We applaud President Biden’s announcement to eliminate billions in fossil fuel subsidies and although not mentioned today, we reiterate that any support for nuclear, natural gas, and fracking as climate friendly is unacceptable. These measures would only continue to harm frontline communities while doing nothing to address emissions reduction or mitigating the effects of climate change at the levels and action needed. They would tie us to long term financial commitments to dirty energy infrastructure and unacceptable “clean” energy standards that we can’t allow. We call for binding climate targets to ensure 100% clean energy generated by 2035. Biden’s plan, however, invests in research and development in technologies that may cause harm to frontline communities and the planet. Investments must not expand extraction, processing or use of fossil fuels or uranium at any level of the supply chain; hydropower that displaces communities; biofuels and bioproducts; or the use of carbon markets, emission offsets or carbon capture and other unproven geoengineering technologies.

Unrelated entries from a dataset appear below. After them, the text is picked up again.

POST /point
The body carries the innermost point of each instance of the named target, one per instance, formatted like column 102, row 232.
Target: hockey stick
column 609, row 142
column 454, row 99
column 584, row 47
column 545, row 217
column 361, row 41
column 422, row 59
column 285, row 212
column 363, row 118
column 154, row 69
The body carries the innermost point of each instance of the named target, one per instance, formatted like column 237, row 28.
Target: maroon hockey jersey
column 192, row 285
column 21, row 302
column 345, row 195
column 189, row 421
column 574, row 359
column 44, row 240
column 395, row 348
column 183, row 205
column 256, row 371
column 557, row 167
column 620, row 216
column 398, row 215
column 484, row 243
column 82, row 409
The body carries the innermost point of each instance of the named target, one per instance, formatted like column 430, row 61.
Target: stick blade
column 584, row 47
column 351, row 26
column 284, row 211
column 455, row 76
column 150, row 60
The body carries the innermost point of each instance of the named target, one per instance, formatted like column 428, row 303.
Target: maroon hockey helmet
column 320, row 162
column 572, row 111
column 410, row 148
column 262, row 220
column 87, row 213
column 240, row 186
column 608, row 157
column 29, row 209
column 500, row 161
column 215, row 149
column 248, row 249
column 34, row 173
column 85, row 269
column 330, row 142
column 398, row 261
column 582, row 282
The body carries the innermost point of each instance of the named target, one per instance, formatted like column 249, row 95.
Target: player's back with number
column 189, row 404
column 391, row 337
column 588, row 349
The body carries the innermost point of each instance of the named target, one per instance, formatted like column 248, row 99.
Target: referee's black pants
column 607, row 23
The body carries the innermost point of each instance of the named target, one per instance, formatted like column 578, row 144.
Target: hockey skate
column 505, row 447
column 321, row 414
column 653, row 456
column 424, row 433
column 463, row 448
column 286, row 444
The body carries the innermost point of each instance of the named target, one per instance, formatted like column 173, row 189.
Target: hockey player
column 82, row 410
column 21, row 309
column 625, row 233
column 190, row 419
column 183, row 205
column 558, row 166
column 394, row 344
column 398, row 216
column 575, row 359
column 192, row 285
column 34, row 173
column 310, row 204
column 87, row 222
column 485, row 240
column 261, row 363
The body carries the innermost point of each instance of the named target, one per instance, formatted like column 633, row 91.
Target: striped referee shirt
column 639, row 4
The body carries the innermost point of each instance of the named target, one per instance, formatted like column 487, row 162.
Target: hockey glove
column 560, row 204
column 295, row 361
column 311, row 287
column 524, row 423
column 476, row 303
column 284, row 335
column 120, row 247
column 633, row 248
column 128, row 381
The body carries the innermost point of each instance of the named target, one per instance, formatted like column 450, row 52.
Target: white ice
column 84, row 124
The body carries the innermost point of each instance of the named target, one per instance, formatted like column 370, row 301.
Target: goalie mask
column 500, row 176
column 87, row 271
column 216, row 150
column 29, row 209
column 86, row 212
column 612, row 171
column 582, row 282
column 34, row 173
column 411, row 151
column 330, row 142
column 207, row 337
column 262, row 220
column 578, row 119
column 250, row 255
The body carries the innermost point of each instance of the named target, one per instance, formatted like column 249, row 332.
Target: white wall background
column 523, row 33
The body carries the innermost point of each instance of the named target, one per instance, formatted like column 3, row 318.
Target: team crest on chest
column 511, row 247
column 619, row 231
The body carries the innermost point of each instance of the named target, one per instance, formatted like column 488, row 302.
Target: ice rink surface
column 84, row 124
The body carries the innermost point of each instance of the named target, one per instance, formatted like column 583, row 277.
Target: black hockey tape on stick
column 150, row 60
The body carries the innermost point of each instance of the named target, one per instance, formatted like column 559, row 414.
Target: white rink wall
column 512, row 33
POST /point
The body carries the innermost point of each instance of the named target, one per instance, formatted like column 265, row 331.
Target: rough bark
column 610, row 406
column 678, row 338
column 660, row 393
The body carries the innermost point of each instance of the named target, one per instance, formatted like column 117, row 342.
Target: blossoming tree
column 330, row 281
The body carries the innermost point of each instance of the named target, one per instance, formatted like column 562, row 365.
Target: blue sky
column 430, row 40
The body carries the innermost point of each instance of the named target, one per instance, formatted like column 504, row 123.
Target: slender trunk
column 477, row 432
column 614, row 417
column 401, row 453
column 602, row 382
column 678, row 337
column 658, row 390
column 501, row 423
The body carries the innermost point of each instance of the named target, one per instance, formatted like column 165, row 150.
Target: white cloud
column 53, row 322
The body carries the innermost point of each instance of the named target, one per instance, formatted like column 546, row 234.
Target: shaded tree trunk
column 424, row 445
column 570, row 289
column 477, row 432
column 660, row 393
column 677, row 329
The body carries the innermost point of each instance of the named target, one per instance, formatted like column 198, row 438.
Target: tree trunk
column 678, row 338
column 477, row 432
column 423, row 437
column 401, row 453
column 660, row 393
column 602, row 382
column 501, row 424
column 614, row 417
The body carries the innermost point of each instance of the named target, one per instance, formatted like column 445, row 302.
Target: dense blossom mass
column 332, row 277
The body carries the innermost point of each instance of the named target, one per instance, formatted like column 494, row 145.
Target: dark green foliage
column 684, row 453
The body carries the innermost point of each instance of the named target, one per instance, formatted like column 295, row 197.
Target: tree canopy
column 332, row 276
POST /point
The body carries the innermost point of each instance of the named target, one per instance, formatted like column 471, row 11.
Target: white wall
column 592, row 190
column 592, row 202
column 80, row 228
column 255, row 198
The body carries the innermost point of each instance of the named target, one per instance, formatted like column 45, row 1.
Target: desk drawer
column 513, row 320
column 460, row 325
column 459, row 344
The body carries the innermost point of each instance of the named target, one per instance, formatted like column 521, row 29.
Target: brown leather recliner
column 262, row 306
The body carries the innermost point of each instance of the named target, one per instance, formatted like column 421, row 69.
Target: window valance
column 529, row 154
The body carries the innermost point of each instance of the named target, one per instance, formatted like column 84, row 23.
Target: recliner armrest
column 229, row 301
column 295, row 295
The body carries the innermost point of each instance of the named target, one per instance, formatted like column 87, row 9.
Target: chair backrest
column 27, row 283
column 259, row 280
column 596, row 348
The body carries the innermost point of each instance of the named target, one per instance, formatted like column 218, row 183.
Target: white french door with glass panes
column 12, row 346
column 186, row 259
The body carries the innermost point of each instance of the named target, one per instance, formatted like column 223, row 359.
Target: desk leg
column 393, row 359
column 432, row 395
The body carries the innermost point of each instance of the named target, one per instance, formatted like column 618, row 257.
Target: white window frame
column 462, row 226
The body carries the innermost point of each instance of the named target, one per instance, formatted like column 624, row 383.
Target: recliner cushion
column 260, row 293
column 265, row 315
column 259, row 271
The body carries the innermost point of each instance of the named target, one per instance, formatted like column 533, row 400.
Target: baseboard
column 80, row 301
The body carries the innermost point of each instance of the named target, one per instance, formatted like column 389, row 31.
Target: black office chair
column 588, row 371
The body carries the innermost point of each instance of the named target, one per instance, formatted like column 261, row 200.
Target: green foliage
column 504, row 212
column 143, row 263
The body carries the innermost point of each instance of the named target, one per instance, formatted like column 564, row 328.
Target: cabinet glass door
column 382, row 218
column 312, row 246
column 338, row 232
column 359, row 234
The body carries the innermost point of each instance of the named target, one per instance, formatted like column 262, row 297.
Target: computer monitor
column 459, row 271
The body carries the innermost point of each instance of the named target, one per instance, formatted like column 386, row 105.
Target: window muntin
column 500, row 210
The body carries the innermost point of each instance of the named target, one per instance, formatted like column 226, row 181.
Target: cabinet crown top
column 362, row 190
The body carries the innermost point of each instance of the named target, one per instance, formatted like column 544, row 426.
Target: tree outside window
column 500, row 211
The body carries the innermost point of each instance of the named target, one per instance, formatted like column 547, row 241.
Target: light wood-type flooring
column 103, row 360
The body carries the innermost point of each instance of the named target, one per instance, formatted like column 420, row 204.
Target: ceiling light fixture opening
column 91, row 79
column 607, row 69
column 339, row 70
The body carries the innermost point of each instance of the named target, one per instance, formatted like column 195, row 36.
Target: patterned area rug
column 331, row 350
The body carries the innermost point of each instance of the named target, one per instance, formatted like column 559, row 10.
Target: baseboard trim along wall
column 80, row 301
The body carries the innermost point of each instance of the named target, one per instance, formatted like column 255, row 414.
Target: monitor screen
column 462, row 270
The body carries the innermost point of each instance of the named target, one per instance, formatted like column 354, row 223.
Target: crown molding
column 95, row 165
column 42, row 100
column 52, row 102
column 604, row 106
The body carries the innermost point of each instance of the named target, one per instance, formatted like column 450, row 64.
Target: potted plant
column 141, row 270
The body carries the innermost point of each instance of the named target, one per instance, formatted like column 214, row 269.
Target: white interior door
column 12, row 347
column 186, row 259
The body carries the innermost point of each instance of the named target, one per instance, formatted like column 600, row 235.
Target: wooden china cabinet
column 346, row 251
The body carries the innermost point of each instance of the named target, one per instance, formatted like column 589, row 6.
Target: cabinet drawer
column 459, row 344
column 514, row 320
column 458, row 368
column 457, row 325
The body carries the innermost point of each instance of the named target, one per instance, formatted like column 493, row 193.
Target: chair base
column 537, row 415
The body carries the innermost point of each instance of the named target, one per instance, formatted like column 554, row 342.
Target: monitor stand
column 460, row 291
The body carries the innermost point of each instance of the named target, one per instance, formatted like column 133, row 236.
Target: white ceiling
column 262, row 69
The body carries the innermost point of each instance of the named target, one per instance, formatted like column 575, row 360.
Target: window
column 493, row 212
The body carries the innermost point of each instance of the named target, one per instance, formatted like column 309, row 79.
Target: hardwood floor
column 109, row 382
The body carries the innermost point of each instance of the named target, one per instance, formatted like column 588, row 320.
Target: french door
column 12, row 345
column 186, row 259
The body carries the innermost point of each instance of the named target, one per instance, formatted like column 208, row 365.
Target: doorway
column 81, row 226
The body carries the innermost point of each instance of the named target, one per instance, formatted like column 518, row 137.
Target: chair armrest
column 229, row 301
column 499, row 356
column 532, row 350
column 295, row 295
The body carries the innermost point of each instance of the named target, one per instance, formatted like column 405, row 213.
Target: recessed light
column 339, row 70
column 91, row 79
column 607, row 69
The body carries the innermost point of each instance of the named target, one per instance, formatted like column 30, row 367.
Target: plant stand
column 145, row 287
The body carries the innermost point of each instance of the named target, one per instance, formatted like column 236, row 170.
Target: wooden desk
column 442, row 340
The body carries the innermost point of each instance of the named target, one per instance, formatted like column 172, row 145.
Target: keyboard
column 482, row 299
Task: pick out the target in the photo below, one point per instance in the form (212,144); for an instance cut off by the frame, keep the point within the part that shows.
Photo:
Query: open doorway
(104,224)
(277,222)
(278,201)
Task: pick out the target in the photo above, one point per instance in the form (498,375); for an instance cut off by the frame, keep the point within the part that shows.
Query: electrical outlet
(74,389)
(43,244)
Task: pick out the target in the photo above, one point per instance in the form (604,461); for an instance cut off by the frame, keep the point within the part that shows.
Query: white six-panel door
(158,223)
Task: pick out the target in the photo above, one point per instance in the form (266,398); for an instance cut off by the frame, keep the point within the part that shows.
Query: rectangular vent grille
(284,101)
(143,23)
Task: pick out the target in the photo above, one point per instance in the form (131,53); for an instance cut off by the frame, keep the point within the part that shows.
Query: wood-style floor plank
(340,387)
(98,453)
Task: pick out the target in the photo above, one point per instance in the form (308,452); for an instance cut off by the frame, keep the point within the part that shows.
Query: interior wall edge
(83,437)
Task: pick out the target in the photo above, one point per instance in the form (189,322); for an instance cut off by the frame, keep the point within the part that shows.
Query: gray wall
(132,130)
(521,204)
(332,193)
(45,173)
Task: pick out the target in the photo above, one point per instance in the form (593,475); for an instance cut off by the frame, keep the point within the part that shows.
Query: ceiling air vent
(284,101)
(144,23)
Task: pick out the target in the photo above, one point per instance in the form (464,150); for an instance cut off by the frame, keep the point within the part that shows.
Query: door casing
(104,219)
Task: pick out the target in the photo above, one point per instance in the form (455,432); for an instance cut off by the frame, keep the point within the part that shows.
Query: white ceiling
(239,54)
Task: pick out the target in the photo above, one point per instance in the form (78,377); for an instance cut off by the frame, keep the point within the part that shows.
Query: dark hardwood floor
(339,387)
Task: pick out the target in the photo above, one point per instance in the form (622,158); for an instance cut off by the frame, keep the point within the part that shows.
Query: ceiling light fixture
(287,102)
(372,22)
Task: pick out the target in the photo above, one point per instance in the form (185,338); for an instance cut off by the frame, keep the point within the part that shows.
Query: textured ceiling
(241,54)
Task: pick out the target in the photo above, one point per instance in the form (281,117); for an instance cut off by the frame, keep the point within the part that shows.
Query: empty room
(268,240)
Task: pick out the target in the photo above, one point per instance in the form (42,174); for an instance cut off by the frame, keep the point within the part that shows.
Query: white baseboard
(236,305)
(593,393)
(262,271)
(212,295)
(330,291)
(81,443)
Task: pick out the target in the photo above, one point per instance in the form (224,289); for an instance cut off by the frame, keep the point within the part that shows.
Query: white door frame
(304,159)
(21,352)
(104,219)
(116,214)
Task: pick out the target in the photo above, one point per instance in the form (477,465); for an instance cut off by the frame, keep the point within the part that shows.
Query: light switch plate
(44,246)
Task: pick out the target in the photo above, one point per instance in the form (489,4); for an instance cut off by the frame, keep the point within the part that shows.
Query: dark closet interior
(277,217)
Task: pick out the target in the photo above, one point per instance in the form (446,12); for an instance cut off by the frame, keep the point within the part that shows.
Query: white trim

The time to be bold and courageous is now. A truly comprehensive recovery package is what’s in order, one that addresses physical infrastructure alongside human infrastructure through the  expansion of social programs to redress historic inequality, and shifting the economy away from dirty fossil fuels without the use of market based false solutions. The THRIVE Act, which calls for an investment in communities of $10 trillion over 10 years, rather than Biden’s plan of $2 trillion over 8 years, is a good place to start.

Additionally, we call on Biden to increase investments to at least 50%, allocated directly to frontline communities, with a commitment to accountability and equity. So-called “benefits” to communities can be easily appropriated by the private sector and polluting industries. The Build Back Better Plan must ensure financing goes directly to communities that need it the most. 

Moreover, US economic recovery and investments require Tribes and Indigenous communities to be at the center of an economic recovery, respecting the Nation-to-Nation relationship of Tribal nations with the Federal government. Each federal agency must use administrative authorities to create set-aside funding for Tribes and Indigenous communities based on a formula, and Tribal consensual process, to ensure investments are made available and allocated in an equitable manner.

The next recovery plan must redraw the boundaries of the economy to bring them in line with ecological limits and common-sense science. We strongly encourage the Biden Administration to prioritize those impacted first and worst by these crises in the forthcoming recovery package. This is the promise he was elected on and what we will hold him accountable to.